Le bateau est suffisamment étroit pour être tracté lorsque les flotteurs sont dévissés et placés sous la coque.Photo : J. AndersenLe bateau est suffisamment étroit pour être tracté lorsque les flotteurs sont dévissés et placés sous la coque.

On navigue avec la tablette, on ne trouve pas d'aides électriques dans le cockpit, on n'a pas besoin d'autre chose qu'une boussole : "Keep it simple", telle est la philosophie de Jan Andersen, ce qui signifie en fin de compte qu'un bateau reste léger. En même temps, il est totalement autonome en énergie grâce à ses panneaux solaires.

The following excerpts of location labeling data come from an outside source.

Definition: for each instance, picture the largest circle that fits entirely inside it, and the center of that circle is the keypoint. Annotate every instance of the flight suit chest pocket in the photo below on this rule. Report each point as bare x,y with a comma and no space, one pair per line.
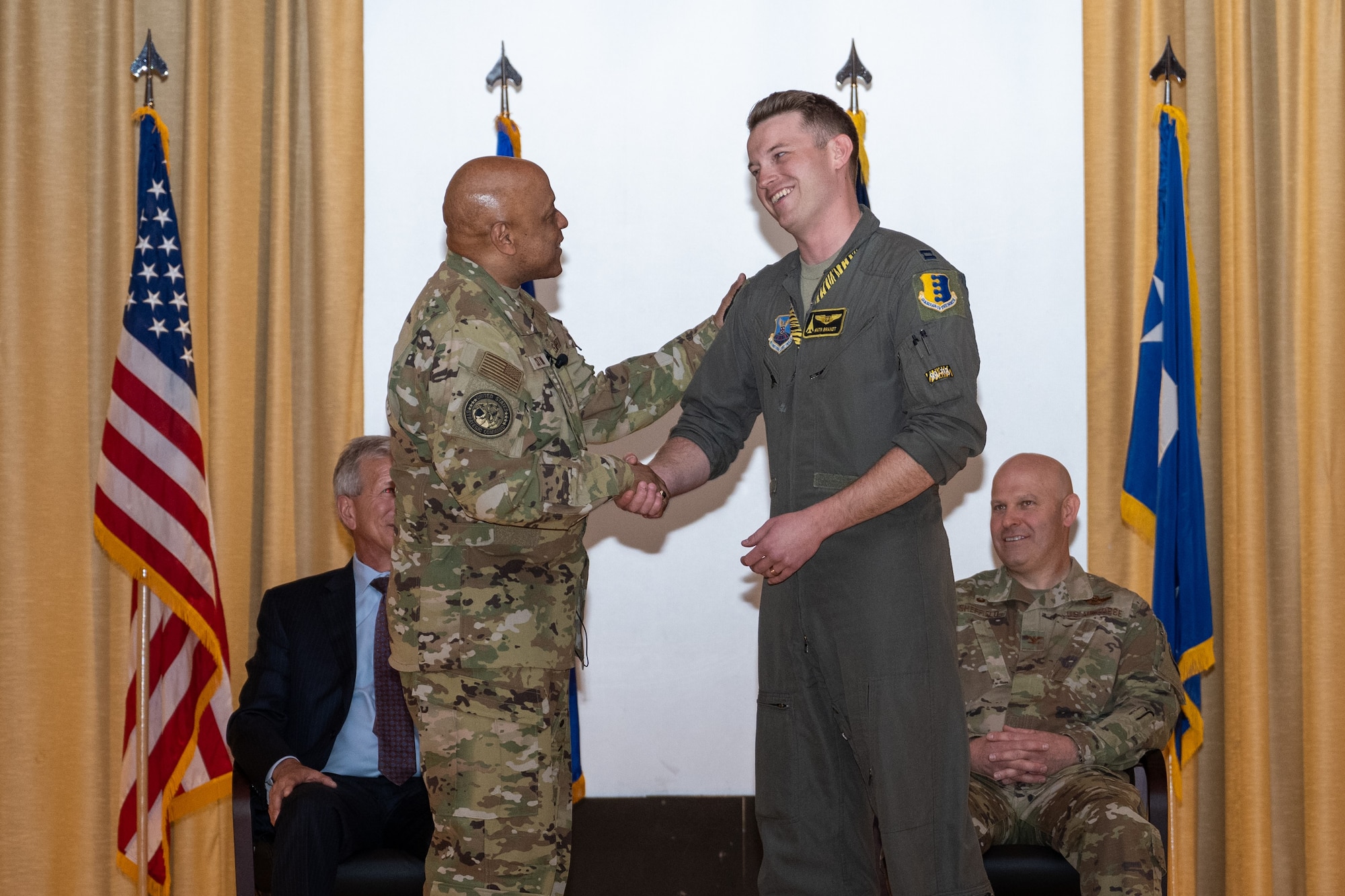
930,369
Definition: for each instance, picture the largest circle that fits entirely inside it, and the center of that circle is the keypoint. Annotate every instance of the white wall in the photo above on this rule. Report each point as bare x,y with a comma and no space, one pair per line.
637,112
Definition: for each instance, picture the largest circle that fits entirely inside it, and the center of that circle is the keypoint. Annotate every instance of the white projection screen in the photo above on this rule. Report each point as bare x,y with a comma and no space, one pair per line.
637,112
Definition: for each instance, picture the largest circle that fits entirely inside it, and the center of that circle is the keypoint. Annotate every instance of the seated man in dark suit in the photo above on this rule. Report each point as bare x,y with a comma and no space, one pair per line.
322,723
1067,680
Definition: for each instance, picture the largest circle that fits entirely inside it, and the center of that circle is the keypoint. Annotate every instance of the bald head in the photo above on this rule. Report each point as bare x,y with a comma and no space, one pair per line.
501,213
1048,474
1032,507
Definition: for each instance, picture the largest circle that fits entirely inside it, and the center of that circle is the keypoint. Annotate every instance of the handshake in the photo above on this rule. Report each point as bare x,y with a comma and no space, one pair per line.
650,497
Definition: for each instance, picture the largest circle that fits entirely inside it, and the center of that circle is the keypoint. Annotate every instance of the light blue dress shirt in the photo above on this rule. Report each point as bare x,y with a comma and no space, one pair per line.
356,751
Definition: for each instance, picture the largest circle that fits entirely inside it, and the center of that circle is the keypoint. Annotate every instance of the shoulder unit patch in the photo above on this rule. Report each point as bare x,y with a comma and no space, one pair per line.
939,292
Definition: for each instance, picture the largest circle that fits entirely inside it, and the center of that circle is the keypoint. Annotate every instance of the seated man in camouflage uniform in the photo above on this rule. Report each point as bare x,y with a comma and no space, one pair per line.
1069,681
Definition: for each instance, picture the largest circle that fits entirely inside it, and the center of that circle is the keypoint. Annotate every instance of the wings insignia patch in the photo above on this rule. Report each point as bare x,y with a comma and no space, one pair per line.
827,322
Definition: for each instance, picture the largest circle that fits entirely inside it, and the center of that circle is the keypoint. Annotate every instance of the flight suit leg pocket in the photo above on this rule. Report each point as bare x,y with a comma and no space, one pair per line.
777,756
902,751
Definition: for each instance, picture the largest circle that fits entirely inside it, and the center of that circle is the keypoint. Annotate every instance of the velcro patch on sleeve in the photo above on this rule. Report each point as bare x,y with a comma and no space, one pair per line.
500,370
941,294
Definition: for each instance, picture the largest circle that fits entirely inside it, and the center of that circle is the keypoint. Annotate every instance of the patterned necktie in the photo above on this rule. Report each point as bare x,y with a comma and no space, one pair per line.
392,719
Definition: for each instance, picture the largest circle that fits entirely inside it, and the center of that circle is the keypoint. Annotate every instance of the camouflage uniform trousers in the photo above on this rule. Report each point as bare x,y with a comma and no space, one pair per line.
497,756
1089,814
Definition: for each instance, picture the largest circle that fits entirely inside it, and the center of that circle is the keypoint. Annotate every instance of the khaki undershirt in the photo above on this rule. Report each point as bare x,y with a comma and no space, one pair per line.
812,275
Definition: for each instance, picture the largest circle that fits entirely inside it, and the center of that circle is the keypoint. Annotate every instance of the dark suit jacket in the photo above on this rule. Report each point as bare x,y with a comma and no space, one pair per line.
302,677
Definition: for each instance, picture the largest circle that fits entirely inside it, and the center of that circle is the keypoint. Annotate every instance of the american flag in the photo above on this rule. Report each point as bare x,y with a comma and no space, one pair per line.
153,513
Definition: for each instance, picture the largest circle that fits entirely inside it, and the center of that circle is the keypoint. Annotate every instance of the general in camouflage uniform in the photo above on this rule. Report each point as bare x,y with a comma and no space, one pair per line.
492,411
1087,659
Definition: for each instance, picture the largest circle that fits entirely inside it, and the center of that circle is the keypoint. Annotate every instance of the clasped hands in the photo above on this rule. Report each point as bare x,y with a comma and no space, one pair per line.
778,548
1023,755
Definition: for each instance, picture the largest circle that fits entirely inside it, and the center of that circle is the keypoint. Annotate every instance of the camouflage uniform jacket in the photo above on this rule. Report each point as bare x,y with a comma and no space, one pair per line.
1087,659
492,411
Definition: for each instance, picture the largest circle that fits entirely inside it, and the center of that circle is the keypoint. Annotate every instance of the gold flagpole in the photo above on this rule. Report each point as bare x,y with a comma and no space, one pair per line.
147,64
143,740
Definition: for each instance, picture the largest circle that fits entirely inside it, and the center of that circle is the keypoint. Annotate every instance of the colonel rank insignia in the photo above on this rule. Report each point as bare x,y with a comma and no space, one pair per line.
937,291
782,337
828,322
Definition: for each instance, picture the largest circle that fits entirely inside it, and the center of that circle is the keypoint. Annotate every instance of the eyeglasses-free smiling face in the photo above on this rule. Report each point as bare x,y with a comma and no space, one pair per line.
796,178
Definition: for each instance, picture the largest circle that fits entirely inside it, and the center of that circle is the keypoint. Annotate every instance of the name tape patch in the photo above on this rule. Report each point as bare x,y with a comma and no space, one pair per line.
828,322
488,415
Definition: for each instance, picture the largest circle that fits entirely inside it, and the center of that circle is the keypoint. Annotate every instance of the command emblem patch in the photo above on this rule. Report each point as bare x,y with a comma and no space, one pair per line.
488,415
782,337
937,291
829,322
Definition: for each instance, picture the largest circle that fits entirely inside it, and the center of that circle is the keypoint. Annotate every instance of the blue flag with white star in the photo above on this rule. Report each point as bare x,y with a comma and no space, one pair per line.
1164,494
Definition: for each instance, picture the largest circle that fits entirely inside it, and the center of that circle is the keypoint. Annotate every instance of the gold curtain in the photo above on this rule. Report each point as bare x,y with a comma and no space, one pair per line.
266,111
1264,807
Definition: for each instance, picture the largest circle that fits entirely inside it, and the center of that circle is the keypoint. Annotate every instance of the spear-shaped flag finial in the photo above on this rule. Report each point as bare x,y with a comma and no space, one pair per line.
1168,68
853,72
502,75
150,63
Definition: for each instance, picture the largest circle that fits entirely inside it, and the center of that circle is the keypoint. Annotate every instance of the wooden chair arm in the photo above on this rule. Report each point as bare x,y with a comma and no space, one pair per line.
244,874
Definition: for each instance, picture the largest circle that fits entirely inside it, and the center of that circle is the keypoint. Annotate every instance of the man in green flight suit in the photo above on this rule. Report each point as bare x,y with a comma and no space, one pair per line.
492,411
1067,680
860,352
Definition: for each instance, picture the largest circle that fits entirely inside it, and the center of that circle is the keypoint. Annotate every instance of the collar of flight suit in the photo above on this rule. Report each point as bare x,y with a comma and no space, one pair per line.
1073,588
867,228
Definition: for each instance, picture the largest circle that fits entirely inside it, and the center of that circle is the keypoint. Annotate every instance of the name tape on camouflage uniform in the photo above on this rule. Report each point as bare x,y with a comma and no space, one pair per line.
488,415
829,322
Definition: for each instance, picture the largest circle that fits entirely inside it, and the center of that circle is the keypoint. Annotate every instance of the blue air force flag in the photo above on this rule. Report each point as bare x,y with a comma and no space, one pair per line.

Et aussi parce qu'on a économisé sur les consommateurs d'énergie. On ne peut même pas penser à un propulseur d'étrave, il n'y a même pas de sondeur, mais à quoi bon : le bateau n'a que 40 centimètres de tirant d'eau avec la dérive remontée, et son hale-bas, tout comme celui des safrans, est équipé de bloqueurs de sécurité qui libèrent la ligne dès que le bateau touche le fond. Et grâce à un fond renforcé en Kevlar, le trimaran peut facilement tomber à sec.

En 2021, le coureur olympique de tornade Roland Gäbler (médaille de bronze en 2000 à Sydney) a remporté la Vegvisir Race, longue de 158 milles, en compagnie de Jan Andersen. "Les conditions étaient exigeantes avec des vents de 30 nœuds venant de l'ouest", se souvient-il. "Notre vitesse de pointe était de 25 nœuds !" Les deux hommes n'ont pas pris de gréement.

Données techniques "Black Marlin

  • Longueur totale: 10,0 m
  • Longueur repliée : 11,50 m
  • Largeur pliée7,80 m/3,55 m
  • Largeur de la coque principale : 2,54 m
  • Profondeur :0,40-2,10 m
  • Hauteur du mât au-dessus de la ligne de flottaison :16,50 m
  • Poids prêt à naviguer :1 460 kg
  • Grand-voile :46 m²
  • Foc 20 m²
  • Gennaker : 85 m²

Plus d'infos sur le chantier naval de Jan Andersen et visionboats.com

Cet article est paru pour la première fois dans YACHT 19/2022 et a été révisé en août 2023.